Джуна махала им рукой и говорила «До свидания» и на языке кожи, и на стандартном. Вскоре морские тенду скрылись в волнах, а пустые плоты двигались подобно призрачному флоту сквозь сумрак начинающегося шторма.
Анито взвалила свой груз на плечи, привязав его поясными лямками, чтобы не соскользнул со спины, когда они начнут карабкаться по деревьям. Джуна тоже подняла свой мешок. Взвалив его на плечи, она последовала за деревенскими тенду в знакомый сумрак джунглей.
18
Ветви гигантского дерева на простирались к путникам, как бы приветствуя их возвращение. Анито, вспыхнув от счастья яркой бирюзой, одним прыжком перемахнула через пропасть, отделявшую ее от ветвей колосса — дерева Нармолома, родного дома Анито. Как прекрасно вернуться домой, как приятно сложить свою тяжелую поклажу в кладовую. Ее радость, впрочем, слегка поблекла, когда она стала рассматривать свое новое помещение. Оно выглядело ужасно. Пол, стены, потолок заляпаны черной грязью, оставленной здесь сезоном наводнений.
— Нет, ты только погляди на эту грязищу! — воскликнула Иирин.
Анито высветила знак согласия.
— Придется все это вычистить, — сказала она, бледная от усталости. Она и в самом деле выдохлась. Путешествие было трудным, шли с тяжелым грузом, да еще приходилось торопиться, чтобы поскорее попасть домой. Анито хотелось одного — поесть и тут же крепко уснуть на свежей подстилке из листьев.

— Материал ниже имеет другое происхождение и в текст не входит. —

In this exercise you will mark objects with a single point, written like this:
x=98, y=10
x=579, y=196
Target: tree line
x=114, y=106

В дверь просунула голову Нинто.
— Ну и грязь, — сказала она. — Проведите ночь у меня. Моя комната не была затоплена. А это можете начать убирать завтра, когда отдохнете.

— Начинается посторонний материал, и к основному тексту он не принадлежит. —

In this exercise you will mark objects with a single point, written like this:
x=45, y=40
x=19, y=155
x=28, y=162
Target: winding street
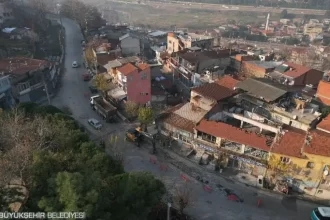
x=74, y=94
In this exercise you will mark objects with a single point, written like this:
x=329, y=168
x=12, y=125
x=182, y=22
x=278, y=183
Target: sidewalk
x=245, y=182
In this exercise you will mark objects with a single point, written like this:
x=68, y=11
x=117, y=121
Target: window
x=310, y=165
x=320, y=191
x=285, y=160
x=144, y=76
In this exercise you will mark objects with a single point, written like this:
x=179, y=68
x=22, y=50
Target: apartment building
x=180, y=41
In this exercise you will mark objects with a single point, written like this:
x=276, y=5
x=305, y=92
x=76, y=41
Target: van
x=321, y=213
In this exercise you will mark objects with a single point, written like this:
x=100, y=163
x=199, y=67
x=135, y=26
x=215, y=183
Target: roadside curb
x=245, y=185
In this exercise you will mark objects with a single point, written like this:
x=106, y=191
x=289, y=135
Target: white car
x=74, y=64
x=95, y=123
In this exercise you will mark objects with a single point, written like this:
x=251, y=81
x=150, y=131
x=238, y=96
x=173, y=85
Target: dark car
x=87, y=77
x=134, y=136
x=93, y=89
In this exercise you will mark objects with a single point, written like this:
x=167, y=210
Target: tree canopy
x=64, y=171
x=85, y=15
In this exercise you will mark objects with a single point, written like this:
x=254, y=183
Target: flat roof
x=190, y=113
x=265, y=64
x=261, y=89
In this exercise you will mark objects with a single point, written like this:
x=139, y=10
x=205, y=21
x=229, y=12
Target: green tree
x=132, y=108
x=63, y=170
x=135, y=194
x=145, y=116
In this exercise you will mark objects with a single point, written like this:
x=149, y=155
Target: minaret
x=267, y=22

— Мы на тебя и без того взвалили немалую ношу, — запротестовала Анито.
— Ну уж если тебе так кажется, то можете позаботиться о нашем ужине, — ответила Нинто и высветила улыбку.
— Ладно, — согласилась Анито. — Иирин, вы с Моуки отправляйтесь за фруктами и листьями для подстилки. А я схожу на охоту и принесу сотового меду с одного из моих деревьев на.

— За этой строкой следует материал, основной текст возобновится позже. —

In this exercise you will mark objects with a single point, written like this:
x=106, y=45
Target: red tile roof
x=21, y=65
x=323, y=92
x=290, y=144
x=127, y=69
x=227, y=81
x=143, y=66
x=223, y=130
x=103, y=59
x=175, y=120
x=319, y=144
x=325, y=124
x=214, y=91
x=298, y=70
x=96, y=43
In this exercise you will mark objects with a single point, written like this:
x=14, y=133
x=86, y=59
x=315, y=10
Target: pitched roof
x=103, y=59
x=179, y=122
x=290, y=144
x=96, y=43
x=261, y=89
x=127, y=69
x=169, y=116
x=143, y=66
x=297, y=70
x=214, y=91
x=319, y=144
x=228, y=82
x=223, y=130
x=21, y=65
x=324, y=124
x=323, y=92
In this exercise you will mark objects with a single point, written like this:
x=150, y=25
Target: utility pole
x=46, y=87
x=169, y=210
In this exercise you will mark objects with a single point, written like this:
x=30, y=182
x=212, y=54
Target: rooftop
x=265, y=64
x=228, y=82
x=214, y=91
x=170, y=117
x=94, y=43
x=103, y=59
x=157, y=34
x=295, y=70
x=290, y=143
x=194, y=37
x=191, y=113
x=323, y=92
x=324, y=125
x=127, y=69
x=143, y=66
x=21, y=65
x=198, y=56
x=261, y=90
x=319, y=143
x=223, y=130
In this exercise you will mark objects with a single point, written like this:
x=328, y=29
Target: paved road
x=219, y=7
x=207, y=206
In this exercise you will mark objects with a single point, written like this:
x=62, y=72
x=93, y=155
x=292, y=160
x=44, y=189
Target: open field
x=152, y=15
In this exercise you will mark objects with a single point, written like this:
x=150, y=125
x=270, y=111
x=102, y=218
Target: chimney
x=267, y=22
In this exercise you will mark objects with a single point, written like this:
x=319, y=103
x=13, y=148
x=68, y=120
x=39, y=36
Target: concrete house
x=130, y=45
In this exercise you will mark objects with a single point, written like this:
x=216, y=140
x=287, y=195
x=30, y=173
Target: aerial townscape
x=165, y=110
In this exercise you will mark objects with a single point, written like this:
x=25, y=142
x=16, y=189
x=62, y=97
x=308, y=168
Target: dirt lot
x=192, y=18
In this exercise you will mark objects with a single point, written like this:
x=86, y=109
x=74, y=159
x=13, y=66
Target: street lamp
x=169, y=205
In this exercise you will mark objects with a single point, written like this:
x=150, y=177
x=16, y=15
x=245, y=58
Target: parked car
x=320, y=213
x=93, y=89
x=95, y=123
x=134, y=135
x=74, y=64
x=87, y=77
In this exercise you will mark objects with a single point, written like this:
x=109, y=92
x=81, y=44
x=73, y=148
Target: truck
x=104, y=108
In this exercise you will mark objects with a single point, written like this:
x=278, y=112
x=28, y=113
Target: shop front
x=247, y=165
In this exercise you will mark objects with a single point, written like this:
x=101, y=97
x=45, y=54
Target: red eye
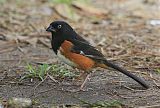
x=59, y=26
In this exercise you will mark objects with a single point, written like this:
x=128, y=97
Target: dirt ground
x=127, y=34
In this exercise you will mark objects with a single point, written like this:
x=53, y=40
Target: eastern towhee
x=79, y=53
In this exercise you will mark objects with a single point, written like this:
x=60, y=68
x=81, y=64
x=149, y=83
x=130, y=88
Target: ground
x=126, y=32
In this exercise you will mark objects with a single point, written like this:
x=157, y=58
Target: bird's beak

Анито оставалась в дверях, глядя на уходящих Иирин и Моуки, а затем перевела взгляд на такое знакомое дупло деревни-дерева. Полые воды залили его почти до трети высоты, а схлынув, оставили повсюду слой ила и грязи. Как бейми главного старейшины она раньше жила на верхних ярусах, которые никогда водой не заливались.
— А ведь славно вернуться домой, — сказала Нинто, подходя к Анито и оглядывая внутренность колоссального дупла. Анито с любовью дотронулась до руки своей тарины, начисто позабыв о собственных домашних проблемах.
— Приятно, — сказала она. — Еще как приятно-то!
Этой ночью Анито долго лежала без сна в своем гнездышке из свежих листьев, прислушиваясь, как еле слышно поскрипывает дерево под дыханием легкого ночного ветерка, как разносится тихий гул пчел-тиланов, нагнетающих крылышками свежий воздух в свои ульи, а через них и во всю пустотелую сердцевину гигантского дерева. Она глубоко втягивала в себя знакомые домашние запахи: древний запах древесины, ила, светящихся грибков, слабый привкус меда и зелени, влажный аромат свежей подстилки. Рябь радости медленно бродила по ее коже, пока наконец Анито не провалилась в сон. Наконец-то она была дома.
Джуна привязала веревку к корзине, доверху заполненной полужидкой вонючей грязью, и дернула ее, подавая сигнал деревенским, сидящим наверху на развилке, что уже можно тащить. Она посмотрела, как корзина поднимается вверх, а потом зашлепала по илу, скопившемуся на дне дупла, чтобы начать загружать новую корзину.
В Нармоломе шла весенняя уборка. Деревенский народ чистил свои комнаты, осушал пруд на дне дупла, вытаскивал оттуда накопившуюся грязь и отбросы. Работа была утомительная и грязная, но Джуна, к собственному удивлению, чувствовала себя счастливой. Она подняла тяжелую корзину и поглядела вверх. Стены огромного дупла дерева на поднимались со всех сторон вверх рядами балконов, теряющимися в вышине. Отсюда верхнее отверстие дупла выглядело пятном света диаметром не больше ладони. Корзины возносились и падали обратно, чтобы их вновь загрузили на дне. Дерево гудело, как живое существо, звуками кипучей деятельности. Даже пчелы-тиланы звенели особенно громко, копаясь в богатой питательными веществами грязи.